Dinsdag 24 maart, etappe 7.
Brrr. Wat ziet het er somber en nat uit. Vannacht hebben we het al horen tikken, maar je denkt " het lekt vast ergens". Neen, het regent. We hijsen ons in de regenkleding en gaan op pad.
Als we de kerk passeren zien we op de zijkanten van de torens de mannelijke ooiervaars zitten te wachten op hun vrouwtjes die nog uit het zuiden moeten komen. Ze klepperen er flink op los. Laten we maar denken dat ze ons groeten. Bueno camino!!

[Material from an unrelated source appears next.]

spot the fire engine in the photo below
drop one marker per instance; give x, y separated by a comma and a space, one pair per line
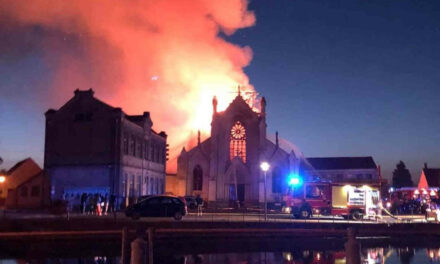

Eindeloos strekken de landerijen zich voor ons uit en de kleiweg kronkelt er doorheen. Het is flink soppig en de klei blijft regelmatig stevig plakken aan onze schoenen. Na een uur wandelen halen we de twee Amerikaanse dames, Connie en Su, uit Alaska al in. Ze zijn blij dat ze ons zien, want we krijgen nu een echte wateroversteek. Volgens de dames staat het water daar behoorlijk hoog en moeten de schoenen nu werkelijk uit. Ze zijn er onrustig van en vragen of wij er doorheen gaan. Volmondig zeggen we ja, dat avontuur willen we niet missen. Nou ja, we doen wel stoer, maar als we er omheen kunnen lopen is dat ook prima. Daar ons tempo wat hoger ligt dan van hun gaan wij alvast op verkenning. We spreken af dat als we de stokken kruisen dan is het "terrible" en als we de stokken hoog houden dan is het "safe". Als we achterom kijken zien we dat Conny er flink de pas in zet, ze is blijkbaar bang dat ze ons kwijt raakt. Bij de oversteek aangekomen staat het water inderdaad behoorlijk hoog in het midden, dat wordt het niet! Al snel zien we een zijpad, echter dat stopt en al glibberend moeten we een stukje naar beneden om bij de stenen te komen die netjes op een rijtje af en toe een stukje boven het water uitkomen. Helaas ben ik niet zo groot, dus op de knieën kruip ik naar de glibberige oversteek. Met behulp van mijn stokken komen we fier rechtop en met droge voeten aan de overkant. We besluiten om op de dames te wachten. Al zwaaiend met de stokken jagen we ze de schrik op het lijf, maar daar zijn ze niet gevoelig voor. Met veel bravoure komen zij ook glibberend en glijend droog over.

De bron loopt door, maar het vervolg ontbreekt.